Só mais um detalhe, aqui na rede privada, onde nós professores temos prazer em trabalhar, NÃO TEM COTA!  O nível de formação dos alunos das universidades públicas hoje está sendo tão baixo que eu juro para você, em alguns anos terei vergonha de dizer que sou professora também da rede pública.

Alunos de universidade pública além de tudo, ainda têm o topete de pensar assim como você meu amigo desavisado. Entendeu? Não?! Explico!!

Como eu disse antes, alunos das públicas obviamente tem como pagar cursinhos de pré-vestibular, vem normalmente de escolas caras e se acham o máximo do intelecto por terem passado para uma universidade pública.
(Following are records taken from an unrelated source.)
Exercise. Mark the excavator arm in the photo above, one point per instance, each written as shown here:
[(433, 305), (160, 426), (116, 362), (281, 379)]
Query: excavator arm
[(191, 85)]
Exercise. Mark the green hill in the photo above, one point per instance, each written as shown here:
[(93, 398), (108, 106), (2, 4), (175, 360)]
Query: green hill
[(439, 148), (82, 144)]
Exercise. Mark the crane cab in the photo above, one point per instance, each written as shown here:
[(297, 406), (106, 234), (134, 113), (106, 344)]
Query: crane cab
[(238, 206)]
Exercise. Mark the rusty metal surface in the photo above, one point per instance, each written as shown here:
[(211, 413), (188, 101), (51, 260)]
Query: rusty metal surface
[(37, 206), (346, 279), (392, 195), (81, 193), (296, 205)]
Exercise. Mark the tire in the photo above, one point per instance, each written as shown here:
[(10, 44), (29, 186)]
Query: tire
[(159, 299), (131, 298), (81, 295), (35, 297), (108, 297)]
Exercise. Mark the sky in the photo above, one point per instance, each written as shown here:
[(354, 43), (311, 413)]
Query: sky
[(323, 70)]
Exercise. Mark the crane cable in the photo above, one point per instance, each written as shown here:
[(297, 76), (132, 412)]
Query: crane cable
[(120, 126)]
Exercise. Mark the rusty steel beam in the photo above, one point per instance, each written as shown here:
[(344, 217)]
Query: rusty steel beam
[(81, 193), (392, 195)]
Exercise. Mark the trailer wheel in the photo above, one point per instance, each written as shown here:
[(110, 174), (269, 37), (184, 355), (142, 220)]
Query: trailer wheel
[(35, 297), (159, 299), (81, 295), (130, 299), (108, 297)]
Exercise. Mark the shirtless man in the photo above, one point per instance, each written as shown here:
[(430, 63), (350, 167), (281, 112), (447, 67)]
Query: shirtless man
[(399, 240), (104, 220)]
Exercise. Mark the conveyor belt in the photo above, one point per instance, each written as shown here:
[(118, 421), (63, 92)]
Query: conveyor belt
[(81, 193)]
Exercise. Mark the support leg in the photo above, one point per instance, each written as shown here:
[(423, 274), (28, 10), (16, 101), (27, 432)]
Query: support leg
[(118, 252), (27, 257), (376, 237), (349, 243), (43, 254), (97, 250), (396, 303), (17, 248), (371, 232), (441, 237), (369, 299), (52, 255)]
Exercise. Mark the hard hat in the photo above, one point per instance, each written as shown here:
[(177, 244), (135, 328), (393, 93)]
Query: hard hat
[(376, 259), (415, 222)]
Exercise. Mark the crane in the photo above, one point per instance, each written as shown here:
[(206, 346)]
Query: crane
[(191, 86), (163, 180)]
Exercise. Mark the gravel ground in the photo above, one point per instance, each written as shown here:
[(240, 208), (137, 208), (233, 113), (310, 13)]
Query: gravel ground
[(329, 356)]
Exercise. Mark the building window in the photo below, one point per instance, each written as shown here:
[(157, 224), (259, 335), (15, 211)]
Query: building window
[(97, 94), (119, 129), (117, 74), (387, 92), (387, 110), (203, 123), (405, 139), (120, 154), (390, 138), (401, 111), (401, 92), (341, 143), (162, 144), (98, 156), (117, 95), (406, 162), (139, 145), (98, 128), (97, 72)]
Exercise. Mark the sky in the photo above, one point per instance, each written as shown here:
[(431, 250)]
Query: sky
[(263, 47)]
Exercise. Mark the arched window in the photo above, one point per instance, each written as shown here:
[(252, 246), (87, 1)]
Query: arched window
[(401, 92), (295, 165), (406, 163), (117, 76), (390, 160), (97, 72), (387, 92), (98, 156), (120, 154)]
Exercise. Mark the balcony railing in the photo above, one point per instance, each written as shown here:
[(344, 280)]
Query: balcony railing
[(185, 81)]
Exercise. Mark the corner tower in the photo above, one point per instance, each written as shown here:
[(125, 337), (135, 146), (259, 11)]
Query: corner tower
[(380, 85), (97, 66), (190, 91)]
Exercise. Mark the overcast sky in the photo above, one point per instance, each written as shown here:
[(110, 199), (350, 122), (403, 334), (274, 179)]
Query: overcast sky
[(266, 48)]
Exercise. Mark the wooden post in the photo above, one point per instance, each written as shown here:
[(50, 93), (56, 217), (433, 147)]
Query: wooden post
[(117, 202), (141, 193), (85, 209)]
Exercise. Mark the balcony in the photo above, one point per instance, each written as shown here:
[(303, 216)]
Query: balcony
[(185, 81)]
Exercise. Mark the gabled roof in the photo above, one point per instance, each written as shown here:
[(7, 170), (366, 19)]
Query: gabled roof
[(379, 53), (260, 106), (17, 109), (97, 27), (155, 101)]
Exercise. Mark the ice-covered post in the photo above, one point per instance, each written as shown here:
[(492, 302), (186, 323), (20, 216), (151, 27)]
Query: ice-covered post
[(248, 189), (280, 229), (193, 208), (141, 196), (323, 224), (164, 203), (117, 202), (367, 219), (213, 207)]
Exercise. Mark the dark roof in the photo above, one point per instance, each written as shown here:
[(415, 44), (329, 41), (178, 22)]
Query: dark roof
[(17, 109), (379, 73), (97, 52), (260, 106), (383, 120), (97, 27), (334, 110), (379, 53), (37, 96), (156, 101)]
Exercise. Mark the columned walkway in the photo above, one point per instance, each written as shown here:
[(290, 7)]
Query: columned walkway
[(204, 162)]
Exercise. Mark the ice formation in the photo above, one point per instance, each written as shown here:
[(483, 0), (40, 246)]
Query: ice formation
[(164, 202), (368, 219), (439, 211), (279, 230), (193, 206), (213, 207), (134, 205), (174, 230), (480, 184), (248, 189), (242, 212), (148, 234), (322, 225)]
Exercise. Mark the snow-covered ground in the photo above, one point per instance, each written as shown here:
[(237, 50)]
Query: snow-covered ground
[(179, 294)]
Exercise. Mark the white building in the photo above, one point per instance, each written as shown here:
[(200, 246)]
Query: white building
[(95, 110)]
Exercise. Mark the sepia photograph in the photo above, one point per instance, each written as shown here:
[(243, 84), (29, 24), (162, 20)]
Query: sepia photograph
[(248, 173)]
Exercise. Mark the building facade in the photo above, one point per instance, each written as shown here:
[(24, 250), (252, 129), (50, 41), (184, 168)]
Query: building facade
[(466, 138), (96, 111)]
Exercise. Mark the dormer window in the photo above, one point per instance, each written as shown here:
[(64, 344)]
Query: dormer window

Daí se acham no direito de serem “marrentos” uns com os outros, com os professores e principalmente com alunos de universidades particulares... Coitadinhos de vocês... Tenho que me preocupar em ter além de vergonha do ensino público, pena, muita pena de vocês!! Não só por essa falta de humildade característica de VERDADEIROS filhinhos de papai, mas também por serem pessoas de “boa formação” mostrando a cada segundo que NÃO APRENDERAM NADA.

Na minha época, meu amigo maconheiro desavisado “se é que me permite o apelido carinhoso!” o ensino de nível fundamental e médio “que na época tinha outro nome até” era de ótima qualidade, hoje, é o que é, o que vocês desavisados não vêem, é que as universidades publicas a passos de elefante, estão seguindo a mesma direção!!!